BFO PDF Library 2.26.1 release announcement

BFO PDF Library 2.26.1

Exactly two months after the 2.26 release of our PDF library, we're pleased to announce the first revision to that major release. This one is all about polish.

A large proportion of the work was refining our PDF/A conversion routines, cross-testing against both veraPDF and Acrobat. A number of edge cases have been fixed, and in general the PDF/A output for this release is improved. In particular our PDF/A-4 profile has had quite a few fixes: although we still haven't completed testing of conversion to PDF/A-4, verification of existing PDF/A-4 files is now in complete agreement with veraPDF (Acrobat does not yet support PDF/A-4).

There are two main things we want to highlight today: logging, and test corpora

Further stress testing against large Corpora

The website of the PDF Association, of which BFO is a member, has many useful resources - not least the page describing the Apache Tika corpora of stressful PDFs. These are PDFs collected from the "issue" pages of various open-source projects, so - by definition - are problematic. They contain some of the most malformed collection of PDF files we've ever seen, and make a great acid test for any PDF product.

We've completed running our API over the 20,576 files and fixing issues. Many are too damaged to recover, eg severely truncated. But where the file can be recovered it can be loaded with our API, and if not the reasons for failure are reported in a hopefully useful way. For our customers this means the API is less likely to choke on invalid input, and in particular some of the most pathalogical cases designed to produce infinite loops or out-of-memory results in the data structures are avoided.

I'd particularly like to highlight some of the improvements to signature handling that came from this process. The corpora contained many weird variations of PKCS#7 signatures we hadn't seen before (ASN.1 structures can be "somewhat vague"). Our API can now verify RSA PSS signatures, ECDSA signatures in the P1363 format, signatures using Russian Gost1360/1361 algorithms, and various types of OCSP response we hadn't encountered before. Some of these are used with retired or current national ID schemes. If it's a digitally signed PDF with a PKCS#7 signature, our API can almost certainly verify it.

Logging cleanup

Analysing so many malformed files meant wading through a lot of error logs, which motivated us to clean up the logging. When we encounter a recoverable error, we warn about it and often include a stack-trace with that warning. This can be confusing if you're not expecting it - we often get emails from customers with stack traces included from warnings, even though they're not fatal.

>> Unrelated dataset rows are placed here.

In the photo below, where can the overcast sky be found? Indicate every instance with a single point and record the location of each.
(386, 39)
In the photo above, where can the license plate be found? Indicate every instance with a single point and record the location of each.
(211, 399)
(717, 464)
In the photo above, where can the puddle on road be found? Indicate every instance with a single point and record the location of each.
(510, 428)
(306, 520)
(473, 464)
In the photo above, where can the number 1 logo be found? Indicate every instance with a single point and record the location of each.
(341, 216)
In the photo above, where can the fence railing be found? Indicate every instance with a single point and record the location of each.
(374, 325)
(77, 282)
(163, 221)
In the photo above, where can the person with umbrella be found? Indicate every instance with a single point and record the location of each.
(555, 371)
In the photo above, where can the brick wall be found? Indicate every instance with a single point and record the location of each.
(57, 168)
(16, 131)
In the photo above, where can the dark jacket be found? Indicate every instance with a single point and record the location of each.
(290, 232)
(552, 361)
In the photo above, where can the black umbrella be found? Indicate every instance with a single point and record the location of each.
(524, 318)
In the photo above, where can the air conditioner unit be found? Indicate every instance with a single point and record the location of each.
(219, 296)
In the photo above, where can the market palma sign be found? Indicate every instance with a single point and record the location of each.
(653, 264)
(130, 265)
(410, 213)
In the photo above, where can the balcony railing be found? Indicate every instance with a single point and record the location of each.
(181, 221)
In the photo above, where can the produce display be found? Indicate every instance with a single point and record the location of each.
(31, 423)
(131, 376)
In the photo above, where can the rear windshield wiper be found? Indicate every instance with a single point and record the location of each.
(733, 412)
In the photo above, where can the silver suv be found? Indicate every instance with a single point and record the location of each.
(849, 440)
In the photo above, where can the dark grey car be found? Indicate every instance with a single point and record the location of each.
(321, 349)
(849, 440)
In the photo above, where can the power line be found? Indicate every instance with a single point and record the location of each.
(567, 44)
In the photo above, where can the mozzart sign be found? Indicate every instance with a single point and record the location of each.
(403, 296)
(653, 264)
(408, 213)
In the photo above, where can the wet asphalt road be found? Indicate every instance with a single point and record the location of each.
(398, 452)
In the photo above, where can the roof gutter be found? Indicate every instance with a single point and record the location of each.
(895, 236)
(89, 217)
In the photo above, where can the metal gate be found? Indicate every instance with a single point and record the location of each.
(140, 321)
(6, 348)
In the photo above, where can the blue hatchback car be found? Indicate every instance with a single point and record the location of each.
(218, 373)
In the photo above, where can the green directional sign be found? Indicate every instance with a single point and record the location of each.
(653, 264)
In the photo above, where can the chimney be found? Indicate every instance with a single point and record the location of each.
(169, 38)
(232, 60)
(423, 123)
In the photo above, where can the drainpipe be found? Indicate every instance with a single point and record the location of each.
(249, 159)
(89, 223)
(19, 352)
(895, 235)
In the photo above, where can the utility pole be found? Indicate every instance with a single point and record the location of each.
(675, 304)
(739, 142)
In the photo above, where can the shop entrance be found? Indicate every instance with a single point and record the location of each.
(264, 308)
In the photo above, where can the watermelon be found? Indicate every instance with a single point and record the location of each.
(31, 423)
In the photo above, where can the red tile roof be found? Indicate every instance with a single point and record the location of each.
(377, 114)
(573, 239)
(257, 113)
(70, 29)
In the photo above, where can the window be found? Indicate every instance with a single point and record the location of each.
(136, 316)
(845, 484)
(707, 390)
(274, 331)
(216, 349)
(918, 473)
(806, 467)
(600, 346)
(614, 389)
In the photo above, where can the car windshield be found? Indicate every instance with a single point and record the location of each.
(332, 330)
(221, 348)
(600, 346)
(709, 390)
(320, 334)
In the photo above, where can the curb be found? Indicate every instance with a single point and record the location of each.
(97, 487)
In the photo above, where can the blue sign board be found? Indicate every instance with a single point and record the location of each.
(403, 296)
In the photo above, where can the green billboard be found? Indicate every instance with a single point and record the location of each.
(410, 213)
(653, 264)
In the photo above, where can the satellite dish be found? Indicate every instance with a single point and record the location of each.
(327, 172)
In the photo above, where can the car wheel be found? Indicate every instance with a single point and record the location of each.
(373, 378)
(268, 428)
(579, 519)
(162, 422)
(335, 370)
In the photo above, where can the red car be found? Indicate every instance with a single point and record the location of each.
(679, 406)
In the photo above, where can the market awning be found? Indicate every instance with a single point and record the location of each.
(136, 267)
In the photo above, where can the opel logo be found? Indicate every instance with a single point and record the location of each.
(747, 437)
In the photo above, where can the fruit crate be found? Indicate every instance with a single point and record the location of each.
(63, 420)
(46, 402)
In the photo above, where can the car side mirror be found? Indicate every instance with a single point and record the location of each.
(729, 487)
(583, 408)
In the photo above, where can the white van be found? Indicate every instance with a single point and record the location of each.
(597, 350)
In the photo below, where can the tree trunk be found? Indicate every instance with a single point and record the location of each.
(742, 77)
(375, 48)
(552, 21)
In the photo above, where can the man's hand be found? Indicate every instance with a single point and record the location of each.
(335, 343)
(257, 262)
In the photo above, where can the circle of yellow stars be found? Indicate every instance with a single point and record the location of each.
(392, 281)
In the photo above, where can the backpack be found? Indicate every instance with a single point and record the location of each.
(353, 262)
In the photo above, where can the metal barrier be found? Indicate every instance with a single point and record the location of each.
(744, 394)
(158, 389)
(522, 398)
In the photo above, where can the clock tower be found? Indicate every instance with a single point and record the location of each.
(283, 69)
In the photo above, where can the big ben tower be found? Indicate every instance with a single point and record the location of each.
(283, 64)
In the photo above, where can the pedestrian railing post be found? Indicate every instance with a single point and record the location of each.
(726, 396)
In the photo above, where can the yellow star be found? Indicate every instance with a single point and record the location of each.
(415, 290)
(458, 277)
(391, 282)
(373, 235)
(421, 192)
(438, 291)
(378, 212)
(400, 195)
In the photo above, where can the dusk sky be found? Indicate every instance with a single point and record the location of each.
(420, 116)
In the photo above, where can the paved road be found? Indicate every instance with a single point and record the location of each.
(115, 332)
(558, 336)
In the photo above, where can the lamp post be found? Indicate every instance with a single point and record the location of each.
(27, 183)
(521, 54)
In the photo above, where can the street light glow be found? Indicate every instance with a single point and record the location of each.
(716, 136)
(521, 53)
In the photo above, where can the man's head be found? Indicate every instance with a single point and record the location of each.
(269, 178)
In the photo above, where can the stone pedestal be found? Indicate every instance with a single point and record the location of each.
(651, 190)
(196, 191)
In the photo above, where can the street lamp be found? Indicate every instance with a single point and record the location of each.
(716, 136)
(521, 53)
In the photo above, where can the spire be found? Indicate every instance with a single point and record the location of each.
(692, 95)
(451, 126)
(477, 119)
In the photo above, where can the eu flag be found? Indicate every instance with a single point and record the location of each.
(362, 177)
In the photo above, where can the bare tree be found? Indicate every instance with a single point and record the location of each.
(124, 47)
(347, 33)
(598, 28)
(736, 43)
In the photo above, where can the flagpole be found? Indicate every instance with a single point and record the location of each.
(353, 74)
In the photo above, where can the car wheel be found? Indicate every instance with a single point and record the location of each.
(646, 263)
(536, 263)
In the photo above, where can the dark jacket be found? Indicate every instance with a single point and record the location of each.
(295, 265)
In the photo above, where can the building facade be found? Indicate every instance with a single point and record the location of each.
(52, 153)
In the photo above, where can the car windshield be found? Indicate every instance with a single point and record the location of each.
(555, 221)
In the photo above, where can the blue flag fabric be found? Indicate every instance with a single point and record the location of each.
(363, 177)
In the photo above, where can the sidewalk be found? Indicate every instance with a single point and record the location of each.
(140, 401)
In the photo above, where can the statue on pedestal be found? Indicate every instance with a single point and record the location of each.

For this release we've audited every warning emitted by the library during "typical" operations. Wherever possible, we've included all the important information in the message itself and removed the stacktrace from the report. Where multiple warnings were issued from the same root cause we've tried to reduce this to one. Overall, warning logging will be less noisy and more useful, which should be good for everyone.

This is an ongoing project, of course, and some stacktraces remain where they're required for diagnostics. Please continue to include them in your support emails if you see them and you're having problems.

Refinements to PDF/A conversion

Finally, we've made some refinements to our PDF/A conversion process based on feedback. Where we have to rasterize a page to a bitmap, we'll store it as grayscale if it can be done without loss, reducing the size of the file. And it's now possible to supply an Executor to allow pages to be rasterized in parallel. Conversion to PDF/A can now be interrupted where necessary, and the PDF will be left in a coherent state.

Mostly, however, we've had a major drive to reduce the number of rebuilds during conversion. As described in our last post on this topic, a rebuild is when our conversion to PDF/A has failed. As a last resort we clear out the PDF and restore only known-good data. This is not something we want to do, as data is inevitably lost.

The number of PDFs requiring a rebuild during conversion will be a lot lower in this release. The main cause is what we call architectural problems - a random dictionary, array, string etc in a datastructure we don't recognise that is too large to meet the requirements of PDF/A. In fact, excluding those (and one other cause we aim to fix for the next release), we're now down to one single rebuild out of 18,400 files! We're very pleased with this number. More analysis will follow in another article.